Everywhere. Oh – and
magazines. And catalogs. Oh my.
I kept every photo I found and
put them all together. I could NOT let
photos get pitched. I am sure some did
(without my knowing) in the stacks of mail and papers that got thrown
away. But every photo I saw, I saved. We bought plastic bins and labeled them in
Spanish (for her) and English (for us) and explained she could keep as many
“toiletries” as fit in that box, as many “tools” as fit in that box…
We kept going. She kept going. We worked many hours. I left town for work and she and David KEPT AT
IT. Hell, David stayed so late one night
his car was being towed and he had to run the tow truck driver down and pay him
$50 to take the car off and leave it!!
They worked until moments before the Adult Protective Services lady, an
interpreter, and the housing inspector came for a “pre-inspection” (which we
had requested so we would know what, if anything, was not yet up to par).
They were IMPRESSED. Delighted.
And, dare I say, PROUD of our friend and her apartment! SHE PASSED and didn’t even need another full
inspection!
Since that day, we have
all met again with Kimberly from Adult Protective Services and an
interpreter. We have begun the process
of getting our friend to write a will, get an advance directive completed, and
give us power of attorney should she need our help in the future to make
decisions. We have cleaned out her
hastily rented storage unit, which was crammed from top to bottom with what
felt like another apartment full of bags and boxes.
And I have thought. YOUR HOUSE IS ON FIRE.

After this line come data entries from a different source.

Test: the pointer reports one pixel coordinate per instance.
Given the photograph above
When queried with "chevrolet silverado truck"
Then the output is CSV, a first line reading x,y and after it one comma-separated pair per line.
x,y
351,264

What do you save? What do you choose?
I do not know if I
understood the concept of privilege before this experience. I hear the term thrown about as a buzz word,
but it did not resonate with me. Now I
get it. I have privilege. If I were in her shoes, I may have been in
the same boat.
But no – I am
“lucky”. I have a big house which I own,
so no inspector will knock on my door and have the right to snoop around in all
my dark corners. No one will call Adult
Protective Services and say that I may be a danger to myself or others near me. My collections will keep growing – clothes I
have not worn for years, hotel soaps I plan to give away, tea pots that sit out
to look pretty and rarely are used. I
may not have piles and bags, but I do have boxes. Boxes full of crap stored down in my basement. And don’t you, too? But aren’t you “lucky” to have a basement to
squirrel them away in?
So for now, our hotdog
Halloween costume from years ago lies downstairs. Our blue plastic mermaid is on the
mantel. My far too many table cloths are
packed away in a spare room.
And the little brass
cowboy – the oddity our friend unexplainably thought to give us from the piles
and piles in her apartment - sits on our window sill. And I slipped one of her many handwritten
notes into my pocket – that will be framed and put on our wall as a reminder.